Wednesday, March 27, 2013

The Historic Cooksville Cheese Factory by Larry Reed


The prize-winning Cooksville Cheese Factory was established in 1875 adjacent to the village on the present State Highway 59 (then called “Union Road”), just to the west of William Porter’s farm. The multi-talented Cooksville resident Benjamin Hoxie bought the land that was part of the large Dow farm and erected the small building, obtained the necessary apparatus, and began manufacturing and selling cheese on May 10, 1875.

Hoxie had tested the interest in the Cooksville area for a cheese cooperative business with meetings in the schoolhouse and by canvassing the community in March of 1875. The results were favorable with many “patrons” willing to send their milk to the new factory.
 
Hoxie House etching 1873

Hoxie was, among other things, a very active architect, carpenter and builder of a number of houses and structures in Cooksville, including the Cooksville Congregational Church, as well as buildings and churches elsewhere in the area. He was also a maker of bee hives and butter churns and had a keen interest in agriculture and horticulture.

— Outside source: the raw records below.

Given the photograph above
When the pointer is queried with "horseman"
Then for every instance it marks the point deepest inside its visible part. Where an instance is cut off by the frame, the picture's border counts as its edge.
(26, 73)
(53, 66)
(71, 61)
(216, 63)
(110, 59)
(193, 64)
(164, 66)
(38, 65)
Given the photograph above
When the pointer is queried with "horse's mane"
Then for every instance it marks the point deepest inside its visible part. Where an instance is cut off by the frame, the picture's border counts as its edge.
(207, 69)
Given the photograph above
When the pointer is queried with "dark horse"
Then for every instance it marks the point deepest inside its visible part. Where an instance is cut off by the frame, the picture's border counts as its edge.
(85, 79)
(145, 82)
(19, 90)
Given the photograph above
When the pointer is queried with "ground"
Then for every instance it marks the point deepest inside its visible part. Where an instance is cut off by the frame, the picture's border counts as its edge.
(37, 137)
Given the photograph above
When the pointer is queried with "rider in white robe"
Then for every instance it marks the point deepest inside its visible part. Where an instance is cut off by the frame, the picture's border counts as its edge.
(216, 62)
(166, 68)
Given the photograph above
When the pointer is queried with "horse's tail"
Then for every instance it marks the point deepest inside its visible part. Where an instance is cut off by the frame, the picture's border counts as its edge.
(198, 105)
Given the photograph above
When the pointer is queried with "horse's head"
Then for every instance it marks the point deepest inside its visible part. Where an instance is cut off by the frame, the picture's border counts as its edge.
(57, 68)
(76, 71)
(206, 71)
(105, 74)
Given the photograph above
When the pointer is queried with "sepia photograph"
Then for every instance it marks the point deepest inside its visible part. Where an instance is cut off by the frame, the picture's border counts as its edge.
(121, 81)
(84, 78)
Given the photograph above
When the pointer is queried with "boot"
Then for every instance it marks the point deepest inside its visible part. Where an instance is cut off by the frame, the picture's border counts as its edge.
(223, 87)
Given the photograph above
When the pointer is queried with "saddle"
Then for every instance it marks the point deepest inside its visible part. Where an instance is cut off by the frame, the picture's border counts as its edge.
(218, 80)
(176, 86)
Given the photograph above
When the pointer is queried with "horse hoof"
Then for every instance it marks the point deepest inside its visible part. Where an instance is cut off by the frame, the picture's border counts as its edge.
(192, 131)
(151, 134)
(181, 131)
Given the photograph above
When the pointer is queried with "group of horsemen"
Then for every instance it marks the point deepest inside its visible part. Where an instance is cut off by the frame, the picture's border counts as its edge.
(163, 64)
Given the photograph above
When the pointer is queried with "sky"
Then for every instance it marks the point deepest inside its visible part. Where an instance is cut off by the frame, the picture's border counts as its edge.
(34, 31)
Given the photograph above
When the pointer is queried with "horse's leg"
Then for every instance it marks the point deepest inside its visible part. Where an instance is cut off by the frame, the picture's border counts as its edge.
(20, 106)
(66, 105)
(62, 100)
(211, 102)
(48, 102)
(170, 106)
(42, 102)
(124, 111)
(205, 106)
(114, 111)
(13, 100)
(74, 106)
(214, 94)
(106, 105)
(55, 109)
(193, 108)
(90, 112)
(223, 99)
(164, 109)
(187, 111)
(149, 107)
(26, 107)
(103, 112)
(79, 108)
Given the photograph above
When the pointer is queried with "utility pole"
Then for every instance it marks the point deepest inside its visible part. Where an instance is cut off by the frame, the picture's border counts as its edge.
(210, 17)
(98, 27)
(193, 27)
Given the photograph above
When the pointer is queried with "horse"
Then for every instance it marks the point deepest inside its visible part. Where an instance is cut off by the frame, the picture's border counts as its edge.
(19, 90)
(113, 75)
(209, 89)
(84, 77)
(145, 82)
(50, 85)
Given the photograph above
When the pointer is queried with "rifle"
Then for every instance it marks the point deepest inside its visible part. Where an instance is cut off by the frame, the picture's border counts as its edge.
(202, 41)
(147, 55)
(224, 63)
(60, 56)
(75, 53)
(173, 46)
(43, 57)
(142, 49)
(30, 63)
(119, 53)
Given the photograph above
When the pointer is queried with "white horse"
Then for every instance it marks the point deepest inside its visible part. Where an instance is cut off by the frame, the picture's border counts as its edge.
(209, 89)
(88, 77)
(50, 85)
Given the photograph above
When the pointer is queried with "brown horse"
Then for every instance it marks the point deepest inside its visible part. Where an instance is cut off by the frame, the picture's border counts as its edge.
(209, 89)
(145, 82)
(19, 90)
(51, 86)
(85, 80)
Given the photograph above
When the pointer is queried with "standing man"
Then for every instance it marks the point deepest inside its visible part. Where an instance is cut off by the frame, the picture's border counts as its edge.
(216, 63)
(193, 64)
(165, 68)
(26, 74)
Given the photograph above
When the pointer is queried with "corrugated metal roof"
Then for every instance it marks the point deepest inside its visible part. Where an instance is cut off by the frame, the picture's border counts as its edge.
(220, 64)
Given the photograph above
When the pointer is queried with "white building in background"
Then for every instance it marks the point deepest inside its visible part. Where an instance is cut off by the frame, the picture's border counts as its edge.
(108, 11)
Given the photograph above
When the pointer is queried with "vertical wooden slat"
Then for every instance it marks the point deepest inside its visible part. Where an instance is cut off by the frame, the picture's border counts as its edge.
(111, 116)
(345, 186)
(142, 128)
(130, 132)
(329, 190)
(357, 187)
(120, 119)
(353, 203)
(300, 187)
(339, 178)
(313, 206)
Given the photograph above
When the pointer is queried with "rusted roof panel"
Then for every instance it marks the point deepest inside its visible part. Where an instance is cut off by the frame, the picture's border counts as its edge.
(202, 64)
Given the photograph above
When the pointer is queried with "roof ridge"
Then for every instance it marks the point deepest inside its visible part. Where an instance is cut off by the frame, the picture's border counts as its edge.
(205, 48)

The Evansville Review reported on Hoxie’s venture into cheese-making as follows: “Cooksville Cheese Factory. This Institution commenced operation Monday morning with even better prospects than what it was expected it would have. The building is 18 x 28, two stories high, with an ell 20 x 26 one-story high.  The main building is provided with a fine basement which can be kept at good temperature for curing cheese at any season, when the weather is not suitable for the two upper rooms. The building is well made—closely boarded, papered and sided, which gives a substantial effect, and preserves a more uniform temperature for the business.  The pumping is done by hand; but the heating is done with steam apparatus.”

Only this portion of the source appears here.